Omnichannel Marketing 101

Marketing has changed rapidly in recent years, and today marketers can personalize and streamline the customer buying experience like never before. Channels like websites, mobile devices, and social media have changed how we engage with our customers. At the same time, artificial intelligence technologies enable marketers to personalize and customize the customer experience by gathering, analyzing, and using huge amounts of interrelated data. These are the developments that have led to omnichannel marketing, which personalizes a consistent, seamless shopping experience across all channels and devices.

Omnichannel Marketing 101

Omnichannel Marketing vs.
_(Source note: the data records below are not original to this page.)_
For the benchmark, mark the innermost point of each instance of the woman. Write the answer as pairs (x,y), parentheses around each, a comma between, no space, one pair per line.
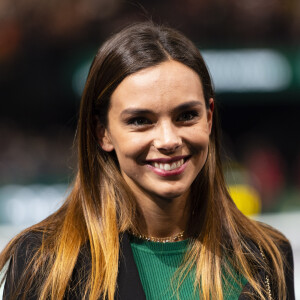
(149,215)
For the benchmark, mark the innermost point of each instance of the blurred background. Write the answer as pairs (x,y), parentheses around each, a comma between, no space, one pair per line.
(252,49)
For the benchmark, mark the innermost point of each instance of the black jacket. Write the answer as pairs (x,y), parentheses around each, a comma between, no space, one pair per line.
(128,282)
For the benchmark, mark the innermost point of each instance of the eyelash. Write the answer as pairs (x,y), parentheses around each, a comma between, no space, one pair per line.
(191,116)
(135,121)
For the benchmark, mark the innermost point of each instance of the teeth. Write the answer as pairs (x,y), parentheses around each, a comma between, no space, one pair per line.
(169,167)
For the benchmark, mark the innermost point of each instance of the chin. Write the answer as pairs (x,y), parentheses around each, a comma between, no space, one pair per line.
(169,195)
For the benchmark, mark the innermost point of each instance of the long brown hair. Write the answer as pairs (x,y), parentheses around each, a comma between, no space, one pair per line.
(101,205)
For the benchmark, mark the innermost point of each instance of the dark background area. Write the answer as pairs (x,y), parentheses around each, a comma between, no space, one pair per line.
(44,43)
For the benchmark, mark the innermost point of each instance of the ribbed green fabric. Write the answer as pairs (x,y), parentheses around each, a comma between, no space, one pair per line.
(157,263)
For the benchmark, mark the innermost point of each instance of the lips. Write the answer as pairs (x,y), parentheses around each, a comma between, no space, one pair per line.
(168,167)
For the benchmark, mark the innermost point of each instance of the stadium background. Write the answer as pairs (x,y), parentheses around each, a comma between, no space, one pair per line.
(252,49)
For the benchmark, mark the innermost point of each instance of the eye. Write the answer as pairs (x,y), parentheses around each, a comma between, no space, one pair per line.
(139,121)
(187,116)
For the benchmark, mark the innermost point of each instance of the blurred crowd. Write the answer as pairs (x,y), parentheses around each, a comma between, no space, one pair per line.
(42,43)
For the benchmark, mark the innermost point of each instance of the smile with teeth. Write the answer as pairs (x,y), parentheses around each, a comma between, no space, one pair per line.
(168,167)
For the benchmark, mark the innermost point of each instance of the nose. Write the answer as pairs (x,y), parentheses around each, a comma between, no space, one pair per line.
(167,137)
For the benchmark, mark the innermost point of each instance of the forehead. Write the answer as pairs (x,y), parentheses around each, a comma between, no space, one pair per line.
(167,84)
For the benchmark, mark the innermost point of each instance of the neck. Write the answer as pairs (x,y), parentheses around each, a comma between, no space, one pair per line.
(162,217)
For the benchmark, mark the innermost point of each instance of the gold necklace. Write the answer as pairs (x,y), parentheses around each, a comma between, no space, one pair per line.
(168,239)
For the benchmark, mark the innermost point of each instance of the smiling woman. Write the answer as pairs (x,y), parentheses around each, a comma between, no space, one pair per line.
(149,215)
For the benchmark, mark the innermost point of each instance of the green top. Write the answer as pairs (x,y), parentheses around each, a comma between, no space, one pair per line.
(157,263)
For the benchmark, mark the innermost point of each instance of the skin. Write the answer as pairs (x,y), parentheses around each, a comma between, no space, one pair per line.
(156,115)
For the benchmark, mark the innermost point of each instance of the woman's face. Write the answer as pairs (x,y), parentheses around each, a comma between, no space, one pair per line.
(159,127)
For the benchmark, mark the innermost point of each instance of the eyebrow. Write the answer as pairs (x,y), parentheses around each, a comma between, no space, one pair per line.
(141,111)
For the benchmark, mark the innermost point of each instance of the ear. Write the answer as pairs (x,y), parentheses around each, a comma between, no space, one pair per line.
(210,112)
(103,137)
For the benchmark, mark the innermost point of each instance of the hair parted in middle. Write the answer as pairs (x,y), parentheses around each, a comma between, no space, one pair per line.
(101,205)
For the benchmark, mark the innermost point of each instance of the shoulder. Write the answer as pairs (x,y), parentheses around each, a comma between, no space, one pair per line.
(286,253)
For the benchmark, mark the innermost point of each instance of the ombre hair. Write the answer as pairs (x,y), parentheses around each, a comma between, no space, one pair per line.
(101,206)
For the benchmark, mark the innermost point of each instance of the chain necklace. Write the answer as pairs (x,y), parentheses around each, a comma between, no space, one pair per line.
(267,279)
(168,239)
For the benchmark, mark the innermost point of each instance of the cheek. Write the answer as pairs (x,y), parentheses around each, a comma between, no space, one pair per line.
(132,146)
Multichannel Marketing

Omnichannel Marketing: Omnichannel marketing is a strategy that connects various marketing tactics under a holistic strategy, and is intended to provide a seamless, integrated customer experience. The idea is to offer shoppers a variety of ways to engage with a brand, learn about products, and make purchases while also bridging channels and content types that help the customer navigate smoothly to the end of the conversion funnel.

Here are some basic examples of omnichannel marketing in action:

  • A customer receiving a text message with a link to a brand’s shopping app after signing up for promotional messages
  • A customer browsing posts on Instagram and following in-post links to the brand’s ecommerce store
  • Ads that retarget a customer with reminders and related products when they leave items unpurchased in their shopping carts

Multichannel Marketing: Though omnichannel marketing uses many channels, multichannel marketing is not always omnichannel marketing. Too many companies use multiple marketing channels independently of the others without integrating messaging, strategies, and goals. Multichannel marketing that is not omnichannel concentrates on specific channel strategies — from social to mobile, every channel has its own goals. In other words, it is more product-based or company-based than customer-based.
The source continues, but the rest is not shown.